Making miracles; hoping for at least one more
Saturday, May 22, 2004By Dennis Roddy
When people last gathered in large numbers for Amy Katz, there were 1,800 of them crowded into Temple Emanuel in Mt. Lebanon and spilling out onto the sidewalks. They had come to be tested to see if one of them might somehow match Amy's tissue type. Amy is 11. She has leukemia. She will need a stem cell transplant if she is to survive.
Of those 1,800 people, about 150 had to be turned away because of health problems of their own. Cancer survivors showed up to be tested as possible donors. To save a child, even the dying will wait in line.
Would-be donors were all entered into the national donor registry. It is fortunate when a drive of that size turns up a matching donor. It is shocking when it produces two. One believes in God when it turns up five.
When all five potential donors match someone other than Amy, one suspects God is sending a message, and that the message is, "Don't stop."
Kate Rosenthal, who long ago adopted Amy as a niece without the formality of family ties, met me at the Coffee Tree the other day to explain what has happened. Five of the people who came to Temple Emanuel that Sunday in February turned out to be perfect matches for people in other cities, including a 4-year-old boy. The four others are adults of varying years. Every one of them wants to live and every one of them now has a chance.
Such successes beg a painful question: what if Mike and Lisa Katz are saving other people's kids and nobody is found for Amy? So far fate has sent out some cruel taunts. Her two sisters are perfect bone marrow matches -- for each other. A drive that should have surprised by producing one match somewhere turned up five -- all for someone else.
What about Amy?
"The fact that none worked for Amy, we were prepared for," Rosenthal said. "In the history of the program, few people have found donors in their own drive." She's hoping that drives somewhere else will work, that Amy's Army, as they call themselves, is creating an energy that will reach other places.
There is, in all of this, a poignant lesson in the extent to which people are connected. Five people, who care on a very personal level about Amy Katz, showed up and will likely now be called to some far corner of the world to demonstrate that affection by giving bone marrow to strangers. Amy Katz, who needs a donor, must go on hoping. Kate Rosenthal and Mike and Lisa Katz must go on hoping. They've become very good at it. They've made it work for others.

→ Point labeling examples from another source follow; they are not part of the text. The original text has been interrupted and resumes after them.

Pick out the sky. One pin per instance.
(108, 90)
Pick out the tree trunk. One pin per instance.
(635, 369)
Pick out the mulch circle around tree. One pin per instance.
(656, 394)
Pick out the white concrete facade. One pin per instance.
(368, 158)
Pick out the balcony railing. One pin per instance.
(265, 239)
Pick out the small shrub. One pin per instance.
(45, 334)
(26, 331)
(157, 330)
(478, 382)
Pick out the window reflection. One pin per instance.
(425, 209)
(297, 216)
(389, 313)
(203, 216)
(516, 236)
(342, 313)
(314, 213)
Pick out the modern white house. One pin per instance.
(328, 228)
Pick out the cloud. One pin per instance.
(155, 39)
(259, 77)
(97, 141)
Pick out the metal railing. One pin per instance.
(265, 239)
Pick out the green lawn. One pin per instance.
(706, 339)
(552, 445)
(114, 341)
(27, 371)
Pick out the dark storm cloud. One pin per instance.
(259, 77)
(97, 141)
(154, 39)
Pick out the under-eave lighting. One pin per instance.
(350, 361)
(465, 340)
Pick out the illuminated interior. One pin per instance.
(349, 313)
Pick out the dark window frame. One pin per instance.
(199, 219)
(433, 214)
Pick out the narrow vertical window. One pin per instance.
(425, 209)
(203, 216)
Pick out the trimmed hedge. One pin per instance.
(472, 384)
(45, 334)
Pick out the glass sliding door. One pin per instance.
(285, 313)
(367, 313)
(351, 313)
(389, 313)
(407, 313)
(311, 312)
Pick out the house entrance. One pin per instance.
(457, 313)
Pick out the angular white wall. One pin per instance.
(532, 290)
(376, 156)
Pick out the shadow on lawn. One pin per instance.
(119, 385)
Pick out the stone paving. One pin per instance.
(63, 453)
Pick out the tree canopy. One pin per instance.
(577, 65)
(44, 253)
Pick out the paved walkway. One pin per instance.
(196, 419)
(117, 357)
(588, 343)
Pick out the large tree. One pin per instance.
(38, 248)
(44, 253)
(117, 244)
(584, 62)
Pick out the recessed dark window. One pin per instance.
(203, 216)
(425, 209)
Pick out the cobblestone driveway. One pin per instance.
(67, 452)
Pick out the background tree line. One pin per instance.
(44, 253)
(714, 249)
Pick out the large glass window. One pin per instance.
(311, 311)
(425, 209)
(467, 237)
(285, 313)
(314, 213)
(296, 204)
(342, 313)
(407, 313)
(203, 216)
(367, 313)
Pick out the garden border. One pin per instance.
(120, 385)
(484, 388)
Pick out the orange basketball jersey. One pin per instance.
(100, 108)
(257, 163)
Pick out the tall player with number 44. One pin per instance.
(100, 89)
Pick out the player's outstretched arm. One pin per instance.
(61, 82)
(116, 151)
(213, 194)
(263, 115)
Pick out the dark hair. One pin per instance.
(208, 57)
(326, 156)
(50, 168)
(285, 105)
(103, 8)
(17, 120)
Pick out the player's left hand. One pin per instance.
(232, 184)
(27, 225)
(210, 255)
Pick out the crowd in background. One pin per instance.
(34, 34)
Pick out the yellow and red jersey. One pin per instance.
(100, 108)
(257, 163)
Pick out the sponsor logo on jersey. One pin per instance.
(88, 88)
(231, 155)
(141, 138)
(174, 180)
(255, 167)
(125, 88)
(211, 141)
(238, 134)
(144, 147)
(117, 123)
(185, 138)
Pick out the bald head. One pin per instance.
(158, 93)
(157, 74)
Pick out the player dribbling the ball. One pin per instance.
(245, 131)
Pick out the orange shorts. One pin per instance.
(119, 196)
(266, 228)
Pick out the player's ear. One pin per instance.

It is futile to ask them what they will do if they don't succeed.
"But we are succeeding," Rosenthal said. "These five matches, some of them could be people that were waiting for years."
We do not know if Amy Katz has years. What she has is hope. And she has another drive, tomorrow, at Community Day School, 6424 Forward Ave., Squirrel Hill. The doors open at 10 a.m. and close at 4.
It is worth thinking about: An 11-year-old girl has become the salvation of five other people. Somewhere out there, Amy's own salvation could be walking the streets of this town. It could be you. It's time for salvation to walk through the door.